Honourable Mention | ADC Sci-Fi Writing Competition
Story by SD Chandrasekara
“Time for another story,” the Monk said. “Once upon a time, there was a human race. The human race bumbled along for a long time, generally happily, with the occasional period of unhappiness.”
“Peace was the norm,” whispered one acolyte.
“Over time, as population expanded, and more of humanity came into more frequent contact with each other, that evolved to more generally unhappy, with the occasional period of happiness.”
“Peace was the exception,” murmured his neighbour, smiling and elbowing him playfully.
“But war was local. Then, one day, war became global. Then, the next day, global destruction became possible. Some people saw this potential earlier than others. Some of those were responsible for birthing this potential to destroy humanity itself, as well as all life on earth. There are arguments about whether they created it. I think that they were simply the midwives of a birth that was inevitable. But they felt a responsibility. So they tried to make amends.”
“Once upon a time there was a Doomsday Clock. You’ve heard of the Doomsday Clock, a representation of how many minutes to Midnight humanity is?”

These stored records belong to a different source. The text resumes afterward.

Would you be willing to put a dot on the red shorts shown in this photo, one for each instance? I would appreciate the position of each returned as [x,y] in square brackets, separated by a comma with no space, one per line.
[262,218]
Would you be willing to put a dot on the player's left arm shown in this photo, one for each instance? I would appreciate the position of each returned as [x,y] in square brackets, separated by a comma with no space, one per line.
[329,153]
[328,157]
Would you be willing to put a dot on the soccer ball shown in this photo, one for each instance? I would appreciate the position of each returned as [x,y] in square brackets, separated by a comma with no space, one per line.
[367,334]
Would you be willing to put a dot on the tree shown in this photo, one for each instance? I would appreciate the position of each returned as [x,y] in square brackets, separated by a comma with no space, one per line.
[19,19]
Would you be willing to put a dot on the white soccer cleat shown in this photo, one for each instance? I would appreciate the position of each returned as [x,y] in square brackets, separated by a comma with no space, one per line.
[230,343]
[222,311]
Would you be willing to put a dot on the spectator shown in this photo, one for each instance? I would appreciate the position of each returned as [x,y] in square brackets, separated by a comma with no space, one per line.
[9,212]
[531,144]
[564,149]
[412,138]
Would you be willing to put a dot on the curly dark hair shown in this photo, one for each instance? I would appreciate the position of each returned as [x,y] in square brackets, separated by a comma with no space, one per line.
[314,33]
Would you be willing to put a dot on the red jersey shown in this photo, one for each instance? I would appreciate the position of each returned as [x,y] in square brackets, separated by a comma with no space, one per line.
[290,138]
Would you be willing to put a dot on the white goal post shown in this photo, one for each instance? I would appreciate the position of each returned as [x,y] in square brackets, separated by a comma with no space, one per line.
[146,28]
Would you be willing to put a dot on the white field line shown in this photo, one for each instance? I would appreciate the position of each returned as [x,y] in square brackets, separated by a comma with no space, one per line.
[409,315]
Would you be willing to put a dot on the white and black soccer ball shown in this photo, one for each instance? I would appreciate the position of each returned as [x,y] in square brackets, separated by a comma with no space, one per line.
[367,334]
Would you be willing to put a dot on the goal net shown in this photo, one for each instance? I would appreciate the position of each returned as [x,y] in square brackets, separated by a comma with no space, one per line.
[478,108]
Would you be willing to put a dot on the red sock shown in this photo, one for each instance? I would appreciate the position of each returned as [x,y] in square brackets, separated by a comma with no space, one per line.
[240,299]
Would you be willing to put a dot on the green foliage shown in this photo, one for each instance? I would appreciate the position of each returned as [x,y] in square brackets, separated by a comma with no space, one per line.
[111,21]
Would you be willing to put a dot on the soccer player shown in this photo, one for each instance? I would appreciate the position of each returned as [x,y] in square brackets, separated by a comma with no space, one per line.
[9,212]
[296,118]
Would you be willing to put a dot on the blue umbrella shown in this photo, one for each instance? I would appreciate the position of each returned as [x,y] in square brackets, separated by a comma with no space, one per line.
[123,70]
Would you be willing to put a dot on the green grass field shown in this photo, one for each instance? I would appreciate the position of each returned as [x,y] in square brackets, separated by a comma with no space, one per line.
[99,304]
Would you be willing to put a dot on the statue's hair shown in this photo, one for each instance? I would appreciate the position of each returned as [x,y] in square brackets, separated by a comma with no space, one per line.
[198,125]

“What is Midnight?” a senior female acolyte enquired.
“A representation of the natural destruction of humanity, should no action be taken to prevent it. The Doomsday Clock is part of an educational and political effort to encourage, or perhaps scare, humanity into preserving itself.”

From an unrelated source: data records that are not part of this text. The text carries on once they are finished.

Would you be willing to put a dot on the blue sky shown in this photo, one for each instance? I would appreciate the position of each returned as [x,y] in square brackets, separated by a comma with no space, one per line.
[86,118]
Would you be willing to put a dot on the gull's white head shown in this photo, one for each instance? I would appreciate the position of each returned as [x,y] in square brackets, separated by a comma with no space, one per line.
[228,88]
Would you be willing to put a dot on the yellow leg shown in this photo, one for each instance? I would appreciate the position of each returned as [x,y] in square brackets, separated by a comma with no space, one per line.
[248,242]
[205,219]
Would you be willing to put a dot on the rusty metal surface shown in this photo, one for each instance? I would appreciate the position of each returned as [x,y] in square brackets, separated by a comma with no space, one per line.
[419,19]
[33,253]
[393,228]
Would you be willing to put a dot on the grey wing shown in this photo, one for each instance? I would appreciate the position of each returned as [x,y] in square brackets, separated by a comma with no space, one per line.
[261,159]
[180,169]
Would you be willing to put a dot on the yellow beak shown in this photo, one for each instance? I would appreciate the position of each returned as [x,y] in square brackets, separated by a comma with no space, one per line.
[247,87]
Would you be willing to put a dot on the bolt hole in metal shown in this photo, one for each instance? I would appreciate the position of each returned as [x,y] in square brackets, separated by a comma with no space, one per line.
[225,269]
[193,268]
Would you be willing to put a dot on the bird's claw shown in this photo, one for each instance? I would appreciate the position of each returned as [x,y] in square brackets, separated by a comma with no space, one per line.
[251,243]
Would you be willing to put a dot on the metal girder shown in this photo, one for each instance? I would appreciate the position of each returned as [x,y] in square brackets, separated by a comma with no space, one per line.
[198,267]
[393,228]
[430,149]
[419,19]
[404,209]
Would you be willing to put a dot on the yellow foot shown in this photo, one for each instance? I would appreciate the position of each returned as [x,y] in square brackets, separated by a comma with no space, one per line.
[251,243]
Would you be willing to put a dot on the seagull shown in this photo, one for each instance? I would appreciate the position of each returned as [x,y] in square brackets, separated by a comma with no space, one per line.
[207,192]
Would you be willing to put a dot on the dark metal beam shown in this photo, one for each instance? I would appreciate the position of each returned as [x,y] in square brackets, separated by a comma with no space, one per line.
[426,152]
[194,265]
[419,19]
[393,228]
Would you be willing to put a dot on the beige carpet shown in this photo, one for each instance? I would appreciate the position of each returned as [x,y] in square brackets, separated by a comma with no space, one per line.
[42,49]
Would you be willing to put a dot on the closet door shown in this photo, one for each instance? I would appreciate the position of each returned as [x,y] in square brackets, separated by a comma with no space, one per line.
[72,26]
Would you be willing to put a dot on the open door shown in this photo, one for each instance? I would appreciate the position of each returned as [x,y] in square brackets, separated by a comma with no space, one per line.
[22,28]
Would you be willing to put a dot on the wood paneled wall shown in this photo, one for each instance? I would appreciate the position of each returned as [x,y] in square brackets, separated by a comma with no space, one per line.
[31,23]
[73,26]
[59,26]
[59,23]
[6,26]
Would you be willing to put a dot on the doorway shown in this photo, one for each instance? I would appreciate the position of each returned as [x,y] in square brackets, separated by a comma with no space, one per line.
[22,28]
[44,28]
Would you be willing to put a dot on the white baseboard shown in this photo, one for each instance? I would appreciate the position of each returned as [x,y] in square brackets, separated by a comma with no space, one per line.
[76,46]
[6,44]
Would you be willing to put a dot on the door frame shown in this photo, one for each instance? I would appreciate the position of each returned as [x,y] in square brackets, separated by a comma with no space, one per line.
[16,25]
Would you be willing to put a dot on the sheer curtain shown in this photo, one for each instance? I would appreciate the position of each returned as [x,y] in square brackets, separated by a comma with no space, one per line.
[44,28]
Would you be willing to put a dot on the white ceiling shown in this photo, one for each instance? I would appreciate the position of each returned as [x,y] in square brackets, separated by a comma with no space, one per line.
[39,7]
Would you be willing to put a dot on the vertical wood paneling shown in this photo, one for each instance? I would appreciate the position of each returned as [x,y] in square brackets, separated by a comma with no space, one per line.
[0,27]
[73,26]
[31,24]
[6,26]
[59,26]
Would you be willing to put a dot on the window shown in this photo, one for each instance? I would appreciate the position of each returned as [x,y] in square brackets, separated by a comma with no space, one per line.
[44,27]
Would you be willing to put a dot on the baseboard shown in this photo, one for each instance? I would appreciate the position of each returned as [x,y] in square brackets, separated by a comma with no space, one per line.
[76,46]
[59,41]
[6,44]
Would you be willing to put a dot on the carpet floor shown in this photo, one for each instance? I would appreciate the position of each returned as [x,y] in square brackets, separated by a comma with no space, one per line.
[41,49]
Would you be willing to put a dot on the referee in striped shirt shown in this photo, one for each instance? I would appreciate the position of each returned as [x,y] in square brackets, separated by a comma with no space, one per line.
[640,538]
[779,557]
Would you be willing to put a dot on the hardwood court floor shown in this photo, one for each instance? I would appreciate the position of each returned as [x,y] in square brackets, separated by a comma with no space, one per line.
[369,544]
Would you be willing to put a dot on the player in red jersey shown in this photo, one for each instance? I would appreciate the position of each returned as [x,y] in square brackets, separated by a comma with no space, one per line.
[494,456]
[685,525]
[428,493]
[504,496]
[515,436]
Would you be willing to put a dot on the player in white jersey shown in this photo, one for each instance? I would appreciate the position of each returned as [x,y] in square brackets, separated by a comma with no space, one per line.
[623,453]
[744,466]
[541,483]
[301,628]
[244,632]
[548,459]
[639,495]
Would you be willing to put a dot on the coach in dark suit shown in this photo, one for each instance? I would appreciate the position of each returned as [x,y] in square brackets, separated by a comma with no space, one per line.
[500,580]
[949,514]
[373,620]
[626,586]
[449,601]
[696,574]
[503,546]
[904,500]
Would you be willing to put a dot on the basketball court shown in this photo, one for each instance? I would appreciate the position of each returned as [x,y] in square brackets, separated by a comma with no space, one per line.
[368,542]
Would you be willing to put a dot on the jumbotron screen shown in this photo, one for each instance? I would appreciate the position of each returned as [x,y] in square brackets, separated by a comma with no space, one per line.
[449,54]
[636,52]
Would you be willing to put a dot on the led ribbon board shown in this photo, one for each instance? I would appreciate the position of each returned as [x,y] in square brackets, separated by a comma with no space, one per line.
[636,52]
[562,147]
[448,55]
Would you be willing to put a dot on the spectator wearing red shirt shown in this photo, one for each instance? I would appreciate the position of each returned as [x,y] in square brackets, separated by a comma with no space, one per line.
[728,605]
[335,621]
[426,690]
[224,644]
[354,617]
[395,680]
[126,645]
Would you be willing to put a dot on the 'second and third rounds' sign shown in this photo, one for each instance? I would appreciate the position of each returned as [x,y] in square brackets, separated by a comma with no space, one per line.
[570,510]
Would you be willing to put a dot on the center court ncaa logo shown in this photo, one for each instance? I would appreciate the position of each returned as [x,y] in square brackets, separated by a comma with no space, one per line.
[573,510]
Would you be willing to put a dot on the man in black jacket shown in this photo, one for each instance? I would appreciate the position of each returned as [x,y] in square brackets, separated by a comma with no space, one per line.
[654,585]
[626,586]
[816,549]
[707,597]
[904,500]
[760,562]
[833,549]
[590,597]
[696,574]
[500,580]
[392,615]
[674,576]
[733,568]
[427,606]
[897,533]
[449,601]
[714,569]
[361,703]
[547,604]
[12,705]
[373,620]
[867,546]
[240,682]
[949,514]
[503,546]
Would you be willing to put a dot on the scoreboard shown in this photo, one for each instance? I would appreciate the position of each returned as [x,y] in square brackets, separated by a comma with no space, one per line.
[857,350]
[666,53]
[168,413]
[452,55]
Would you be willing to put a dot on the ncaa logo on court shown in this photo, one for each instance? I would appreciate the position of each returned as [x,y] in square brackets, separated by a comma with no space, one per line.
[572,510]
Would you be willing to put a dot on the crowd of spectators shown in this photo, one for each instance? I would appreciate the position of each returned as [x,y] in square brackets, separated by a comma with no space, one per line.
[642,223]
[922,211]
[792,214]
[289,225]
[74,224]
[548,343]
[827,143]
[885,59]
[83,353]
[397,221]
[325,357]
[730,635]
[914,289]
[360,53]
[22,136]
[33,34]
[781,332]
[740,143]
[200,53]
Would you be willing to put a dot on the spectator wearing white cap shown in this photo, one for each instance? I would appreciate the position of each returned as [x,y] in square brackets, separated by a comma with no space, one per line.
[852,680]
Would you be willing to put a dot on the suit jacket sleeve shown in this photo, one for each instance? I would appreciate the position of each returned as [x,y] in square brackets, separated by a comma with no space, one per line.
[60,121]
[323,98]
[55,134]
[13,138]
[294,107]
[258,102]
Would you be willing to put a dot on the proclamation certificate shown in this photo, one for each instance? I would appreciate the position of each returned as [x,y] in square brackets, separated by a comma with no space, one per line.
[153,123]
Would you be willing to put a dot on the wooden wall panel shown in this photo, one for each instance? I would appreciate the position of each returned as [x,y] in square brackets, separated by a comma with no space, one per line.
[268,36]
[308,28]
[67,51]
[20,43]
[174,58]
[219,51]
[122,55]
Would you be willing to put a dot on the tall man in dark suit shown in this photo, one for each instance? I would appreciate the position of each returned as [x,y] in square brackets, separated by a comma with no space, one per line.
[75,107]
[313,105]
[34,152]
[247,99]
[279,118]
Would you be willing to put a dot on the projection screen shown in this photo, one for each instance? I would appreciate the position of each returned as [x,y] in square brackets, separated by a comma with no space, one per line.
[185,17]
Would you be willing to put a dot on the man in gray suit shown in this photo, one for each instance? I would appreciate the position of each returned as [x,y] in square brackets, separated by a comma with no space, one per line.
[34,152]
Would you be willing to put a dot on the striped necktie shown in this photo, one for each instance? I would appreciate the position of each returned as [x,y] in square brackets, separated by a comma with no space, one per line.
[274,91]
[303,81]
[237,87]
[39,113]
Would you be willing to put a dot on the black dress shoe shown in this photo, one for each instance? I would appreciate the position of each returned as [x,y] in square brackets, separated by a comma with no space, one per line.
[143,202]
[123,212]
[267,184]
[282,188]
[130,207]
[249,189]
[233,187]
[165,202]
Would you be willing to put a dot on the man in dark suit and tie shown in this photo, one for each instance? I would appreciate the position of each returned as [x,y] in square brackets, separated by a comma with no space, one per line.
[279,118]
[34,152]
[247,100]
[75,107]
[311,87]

“So, a metaphor rather than a prediction,” she clarified.
“Yes, more about the background threat and continual danger to humanity rather than the ups and downs of international relations. Now, members of the Bulletin of Atomic Scientists, the group that set up the Doomsday Clock, only adjusted the clock periodically, not continually, as part of a consensus discussion amongst board members who met a few times a year; but the decision to adjust the clock has only occurred in a small fraction of those meetings.”

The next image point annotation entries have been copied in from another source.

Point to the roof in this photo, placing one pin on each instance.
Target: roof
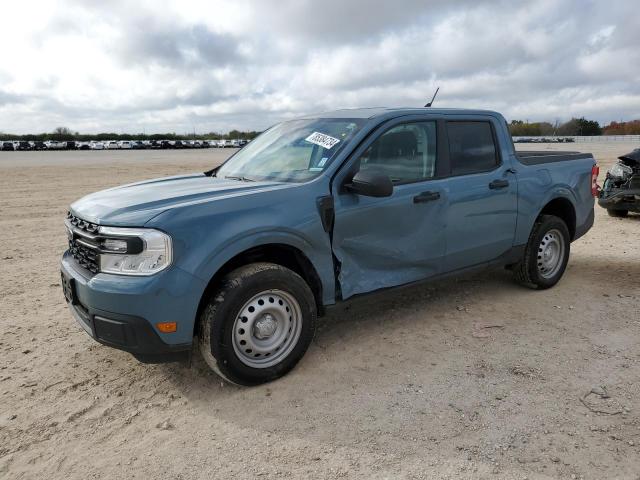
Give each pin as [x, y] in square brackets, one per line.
[393, 112]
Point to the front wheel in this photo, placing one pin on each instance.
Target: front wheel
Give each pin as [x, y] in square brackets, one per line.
[258, 325]
[546, 254]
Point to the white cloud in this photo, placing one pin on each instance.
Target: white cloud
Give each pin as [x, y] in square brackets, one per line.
[128, 66]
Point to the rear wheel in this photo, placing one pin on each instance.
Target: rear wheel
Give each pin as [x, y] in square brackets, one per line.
[546, 254]
[618, 213]
[258, 325]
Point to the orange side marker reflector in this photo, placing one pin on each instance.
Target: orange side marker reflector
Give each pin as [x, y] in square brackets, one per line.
[167, 327]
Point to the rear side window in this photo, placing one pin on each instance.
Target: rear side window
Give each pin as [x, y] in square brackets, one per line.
[471, 147]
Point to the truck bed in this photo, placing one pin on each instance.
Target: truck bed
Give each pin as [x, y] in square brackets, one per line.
[545, 156]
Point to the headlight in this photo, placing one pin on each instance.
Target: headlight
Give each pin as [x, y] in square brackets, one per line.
[621, 171]
[134, 251]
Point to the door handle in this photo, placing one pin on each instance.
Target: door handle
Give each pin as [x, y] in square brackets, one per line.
[500, 183]
[425, 197]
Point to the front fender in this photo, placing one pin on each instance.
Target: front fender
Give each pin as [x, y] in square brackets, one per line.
[232, 247]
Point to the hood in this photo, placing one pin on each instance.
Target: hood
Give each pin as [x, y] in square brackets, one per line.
[135, 204]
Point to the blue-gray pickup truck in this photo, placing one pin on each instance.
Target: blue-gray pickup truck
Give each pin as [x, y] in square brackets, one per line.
[243, 258]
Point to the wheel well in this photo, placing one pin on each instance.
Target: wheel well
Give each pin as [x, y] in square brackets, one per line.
[562, 208]
[280, 254]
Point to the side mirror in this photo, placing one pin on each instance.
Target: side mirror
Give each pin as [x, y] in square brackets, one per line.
[370, 184]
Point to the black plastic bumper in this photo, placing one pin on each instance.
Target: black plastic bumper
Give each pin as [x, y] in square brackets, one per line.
[131, 334]
[621, 200]
[586, 225]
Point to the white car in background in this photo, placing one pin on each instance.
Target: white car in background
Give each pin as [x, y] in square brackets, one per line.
[53, 145]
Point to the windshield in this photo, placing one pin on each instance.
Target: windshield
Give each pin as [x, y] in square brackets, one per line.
[295, 151]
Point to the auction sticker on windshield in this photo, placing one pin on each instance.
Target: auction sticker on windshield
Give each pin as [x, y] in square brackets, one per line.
[321, 139]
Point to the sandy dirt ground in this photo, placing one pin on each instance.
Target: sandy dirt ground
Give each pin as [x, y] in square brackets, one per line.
[475, 377]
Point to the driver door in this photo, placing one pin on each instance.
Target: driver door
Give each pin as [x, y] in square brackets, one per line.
[390, 241]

“Some very motivated and very intelligent people, as you would expect, given the powerful minds and influential figures involved in that organisation, wanted to take it several steps further, and tried to quantify the risk and make predictive algorithms, which relied on better data input and better analysis.”
“Then, modern computing came along and greatly simplified their task. And they got some help.”
“So, once upon a time there was a Programmer?” asked the youngest.
“Now, most likely, as this story is a metaphor, there were several programmers. Whilst a lot of these details can be verified, it’s been rather difficult finding any information about the programmers. And because it is easier to hide the traces of one than of a few, I subscribe to the lower probability theory of a sole Programmer. The Programmer knew how important this project was, and possibly had insight into areas that had not been considered by the intelligent, but perhaps unwise, men.”
“And women,” countered one of the young males.
“I generally find it is the men who are unwise. Something to do with the Y-chromosome, I suspect. One could joke about ‘one-Y’s’ being ‘unwise’,” a titter from a few of the class, “but in all seriousness, the administrators of this group were typically strong-minded men, not used to listening to other points of view.”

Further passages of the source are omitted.